La robe en feu, de Gabrielle Filteau-Chiba
« Ça vaut la peine de se battre pour que les choses tournent dans le bon sens », peut-on lire dans la très juste postface signée par l'essayiste Étienne Beaulieu. Comme dans son premier recueil, Gabrielle Filteau-Chiba invoque ici avec sensibilité la flore, la faune, la lumière et les vents : bref, tout ce que répertorient ses sens. Et elle est toujours aussi farouchement engagée pour la protection de la forêt. Mais dans La robe en feu, l'énonciatrice se tient encore plus clairement debout comme le plus beau des vieux arbres. Elle tient tête à la destruction avec une bouffée puissante d'espoir.
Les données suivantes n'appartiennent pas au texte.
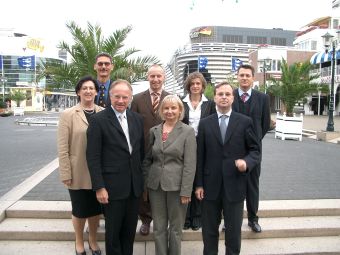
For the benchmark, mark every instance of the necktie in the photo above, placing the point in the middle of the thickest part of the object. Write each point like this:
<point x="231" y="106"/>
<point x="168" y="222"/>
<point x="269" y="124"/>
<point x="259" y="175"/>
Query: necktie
<point x="244" y="97"/>
<point x="123" y="123"/>
<point x="223" y="126"/>
<point x="101" y="99"/>
<point x="155" y="101"/>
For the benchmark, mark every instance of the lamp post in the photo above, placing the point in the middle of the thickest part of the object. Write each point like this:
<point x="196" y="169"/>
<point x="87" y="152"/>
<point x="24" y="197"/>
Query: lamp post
<point x="266" y="63"/>
<point x="3" y="81"/>
<point x="328" y="41"/>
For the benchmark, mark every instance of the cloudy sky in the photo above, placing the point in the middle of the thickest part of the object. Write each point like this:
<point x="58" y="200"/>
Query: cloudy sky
<point x="159" y="26"/>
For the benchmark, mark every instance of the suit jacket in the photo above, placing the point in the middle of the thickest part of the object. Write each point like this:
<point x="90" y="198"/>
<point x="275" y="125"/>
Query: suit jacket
<point x="207" y="108"/>
<point x="259" y="111"/>
<point x="171" y="164"/>
<point x="72" y="147"/>
<point x="216" y="168"/>
<point x="110" y="163"/>
<point x="142" y="104"/>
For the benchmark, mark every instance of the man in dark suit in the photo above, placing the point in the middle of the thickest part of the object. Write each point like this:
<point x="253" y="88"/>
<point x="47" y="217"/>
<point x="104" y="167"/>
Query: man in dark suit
<point x="254" y="104"/>
<point x="227" y="149"/>
<point x="146" y="104"/>
<point x="103" y="67"/>
<point x="115" y="151"/>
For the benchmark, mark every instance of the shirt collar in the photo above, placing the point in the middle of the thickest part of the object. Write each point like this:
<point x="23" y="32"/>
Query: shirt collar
<point x="187" y="98"/>
<point x="220" y="114"/>
<point x="118" y="113"/>
<point x="240" y="92"/>
<point x="158" y="92"/>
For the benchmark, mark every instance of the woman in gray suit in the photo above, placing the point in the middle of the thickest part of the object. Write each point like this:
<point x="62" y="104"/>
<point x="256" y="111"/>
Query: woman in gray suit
<point x="73" y="169"/>
<point x="169" y="169"/>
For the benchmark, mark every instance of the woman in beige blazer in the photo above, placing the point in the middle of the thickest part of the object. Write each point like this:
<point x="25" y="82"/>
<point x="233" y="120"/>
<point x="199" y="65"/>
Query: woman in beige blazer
<point x="169" y="170"/>
<point x="73" y="168"/>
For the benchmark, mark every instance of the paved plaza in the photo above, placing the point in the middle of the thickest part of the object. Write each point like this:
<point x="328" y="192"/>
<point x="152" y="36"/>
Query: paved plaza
<point x="290" y="169"/>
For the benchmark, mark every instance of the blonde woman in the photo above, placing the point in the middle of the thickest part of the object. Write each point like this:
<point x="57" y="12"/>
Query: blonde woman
<point x="169" y="170"/>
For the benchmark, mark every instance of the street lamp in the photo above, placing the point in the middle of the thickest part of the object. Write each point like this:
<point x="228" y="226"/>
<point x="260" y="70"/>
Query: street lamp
<point x="266" y="63"/>
<point x="329" y="41"/>
<point x="3" y="81"/>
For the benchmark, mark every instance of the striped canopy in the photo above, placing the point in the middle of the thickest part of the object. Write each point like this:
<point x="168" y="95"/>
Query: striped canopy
<point x="322" y="57"/>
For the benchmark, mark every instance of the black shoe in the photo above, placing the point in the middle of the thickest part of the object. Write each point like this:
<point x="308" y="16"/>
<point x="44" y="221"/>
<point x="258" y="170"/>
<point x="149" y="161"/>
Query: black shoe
<point x="223" y="228"/>
<point x="96" y="252"/>
<point x="255" y="227"/>
<point x="79" y="253"/>
<point x="196" y="223"/>
<point x="186" y="225"/>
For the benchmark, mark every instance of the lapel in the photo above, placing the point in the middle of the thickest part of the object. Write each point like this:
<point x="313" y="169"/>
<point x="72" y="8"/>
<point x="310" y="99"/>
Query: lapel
<point x="236" y="102"/>
<point x="215" y="127"/>
<point x="204" y="107"/>
<point x="147" y="100"/>
<point x="81" y="114"/>
<point x="131" y="126"/>
<point x="254" y="100"/>
<point x="173" y="134"/>
<point x="233" y="122"/>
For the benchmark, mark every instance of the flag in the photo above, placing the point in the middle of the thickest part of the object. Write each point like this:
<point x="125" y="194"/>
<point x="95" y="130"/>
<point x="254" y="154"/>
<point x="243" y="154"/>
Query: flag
<point x="235" y="64"/>
<point x="26" y="62"/>
<point x="202" y="62"/>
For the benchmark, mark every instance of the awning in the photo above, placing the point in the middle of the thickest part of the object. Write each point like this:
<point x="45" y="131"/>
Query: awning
<point x="322" y="57"/>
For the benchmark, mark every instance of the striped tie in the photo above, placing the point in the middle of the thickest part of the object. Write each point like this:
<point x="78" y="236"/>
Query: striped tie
<point x="155" y="101"/>
<point x="244" y="97"/>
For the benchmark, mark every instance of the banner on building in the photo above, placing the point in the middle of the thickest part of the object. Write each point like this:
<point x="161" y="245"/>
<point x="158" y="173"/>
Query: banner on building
<point x="235" y="64"/>
<point x="202" y="62"/>
<point x="27" y="62"/>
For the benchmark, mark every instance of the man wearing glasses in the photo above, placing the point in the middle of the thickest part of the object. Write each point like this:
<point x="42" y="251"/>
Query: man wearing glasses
<point x="103" y="67"/>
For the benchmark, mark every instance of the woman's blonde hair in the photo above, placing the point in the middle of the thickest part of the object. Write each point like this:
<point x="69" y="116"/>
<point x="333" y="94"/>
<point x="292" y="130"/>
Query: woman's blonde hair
<point x="171" y="99"/>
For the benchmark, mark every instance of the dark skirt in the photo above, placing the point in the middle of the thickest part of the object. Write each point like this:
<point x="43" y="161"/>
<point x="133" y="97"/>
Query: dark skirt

« Si vous m'avez appris une chose / vous forêts vastes / monts sauvages / tête dans les nuages / c'est qu'il viendra pour chaque brûlis / un baume / et qu'aucune perte ne résiste / à la randonnée », écrit l'autrice.
Bien sûr, il faut un intérêt pour les choses de la nature pour goûter au meilleur de cette œuvre écoféministe. Mais il est franchement dur de résister à une si belle démonstration de joie militante. La robe en feu est sensuel, voire érotique, et donne à voir tout le pouvoir régénérateur d'être dans le bois.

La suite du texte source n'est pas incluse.